Столь позднее формирование геральдики можно было бы связать с влиянием чужеземных традиций. Влияния в этом процессе, несомненно, сыграли свою роль, но существенно, что на печати 1577 г. наряду с ливонскими гербами, представленными, согласно западноевропейской традиции, на щите, русские эмблемы (за исключением московской на груди орла) представлены без щитов. Таким образом, русские территориальные эмблемы этого времени сознательно отличались оформлением от имеющихся на той же печати геральдических эмблем западноевропейского образца и не были простыми подражаниями. То, что их называют «печатями», позволяет видеть прообразы этих эмблем в сюжетах и композициях на печатях и монетах XIV–XV вв. Действительно, там мы видим и двуглавого орла, и всадника, и ряд зооморфных образов (которые на печати 1577 г. составляют большую часть эмблем).
Наряду с образами монет и печатей, эмблематического значения не чужд и одновременный им зооморфный декор прикладного искусства. Об этом свидетельствует наличие двуглавых орлов в составе богатейшего набора звериных образов на резных посохах — регалиях Ивана III (Чернецов А.В., 1986, табл. 15, 19,
В древнерусском прикладном искусстве и эмблематике до середины XVI в. отсутствуют такие условные изображения, как звери и чудовища в коронах, с оружием, за исключением тех из них, которые представлены с человеческими головой или торсом. Между тем с середины XVI в. подобные образы широко входят в русскую эмблематику (Иванов П., 1858, табл. VI,
Изображения животных с оружием или регалиями воспринимались как чисто символические, вполне условные. Отсутствие таких образов в древнерусском искусстве домонгольского времени, а также XIV–XV вв. и появление их в середине XVI в., очевидно, отражает переход к подобному их восприятию. До этого хронологического рубежа образы животных и чудовищ, по-видимому, имели, помимо символического значения, также и буквальное, как, например, изображения «тварей», считавшихся реально существующими. При этом художники избегали того, что им представлялось невозможным (оружие и регалии у животных).

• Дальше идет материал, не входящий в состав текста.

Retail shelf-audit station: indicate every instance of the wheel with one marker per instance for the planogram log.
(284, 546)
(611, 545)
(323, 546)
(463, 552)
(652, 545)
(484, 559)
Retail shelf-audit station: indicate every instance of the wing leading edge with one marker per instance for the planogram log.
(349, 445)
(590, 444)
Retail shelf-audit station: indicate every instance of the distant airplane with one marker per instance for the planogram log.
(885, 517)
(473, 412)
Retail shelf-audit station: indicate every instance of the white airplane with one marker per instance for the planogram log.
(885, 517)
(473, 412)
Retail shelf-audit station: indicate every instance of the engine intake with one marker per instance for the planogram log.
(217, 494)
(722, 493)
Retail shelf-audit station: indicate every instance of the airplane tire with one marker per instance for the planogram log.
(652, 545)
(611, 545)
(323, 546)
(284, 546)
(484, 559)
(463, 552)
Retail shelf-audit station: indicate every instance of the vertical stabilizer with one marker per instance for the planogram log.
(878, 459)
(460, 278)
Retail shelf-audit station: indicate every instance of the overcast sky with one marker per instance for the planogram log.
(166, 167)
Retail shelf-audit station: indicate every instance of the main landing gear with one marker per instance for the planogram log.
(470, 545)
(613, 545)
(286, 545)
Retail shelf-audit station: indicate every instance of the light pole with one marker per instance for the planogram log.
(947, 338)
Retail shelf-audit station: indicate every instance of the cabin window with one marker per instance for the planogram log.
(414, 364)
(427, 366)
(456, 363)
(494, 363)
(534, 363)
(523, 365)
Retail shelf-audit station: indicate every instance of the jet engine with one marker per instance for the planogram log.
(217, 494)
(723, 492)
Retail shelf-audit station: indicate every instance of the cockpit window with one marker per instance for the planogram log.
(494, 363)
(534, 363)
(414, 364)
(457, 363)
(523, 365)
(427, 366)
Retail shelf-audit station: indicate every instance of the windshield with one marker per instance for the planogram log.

Реальность существования тех или иных образов изобразительного искусства действительно занимала людей Древней Руси. Известно, что апокриф о Китоврасе осуждался отчасти потому, что он «не бывал на земли» (Пыпин А., 1862, с. 27, 29, 52). Еще в XVII в. осуждались изображения «воображаемых» (т. е. воспринимающихся как фантастические, сказочные) животных (Буслаев Ф.И., 1866, с. 23). В стихотворении того же времени при упоминании иппокентавра Карион Истомин оговаривается, что это «создано животно» (т. е. реально существующее — Тарабрин И.М., 1916, с. 285). Еще один текст XVII в. сообщает о реальности кентавра, изображавшегося в виде зодиакального Стрельца, но в то же время поясняет, что лука у него нет и быть не может (Карпов А.П., 1877, с. 276).
Таким образом, одновременное со становлением на Руси геральдики распространение чисто условных образов животных и чудовищ, не имеющих антропоморфных черт, с оружием и регалиями можно связывать с разрушением более архаичной символики, основанной на использовании образов, реальность которых сомнению не подвергалась.
Помимо зооморфных изображений, в прикладном искусстве домонгольского времени светские сюжеты представлены также фигурами людей, многочисленными, в частности, на серебряных браслетах-обручах: это сцены пиров и празднеств — танцоров и танцовщиц, музыкантов, сцены винопития. По мнению Б.А. Рыбакова, эти изображения можно связывать с аграрными языческими праздниками — русалиями (Рыбаков Б.А., 1967). Отметим, что сходные образы встречаются в книжном тералогическом орнаменте XIV в. В то же время ни на стенах соборов, ни на монетах и печатях, ни на посохах-регалиях конца XV в. таких изображений нет. Очевидно, официальная феодальная символика сознательно чуждалась подобных образов.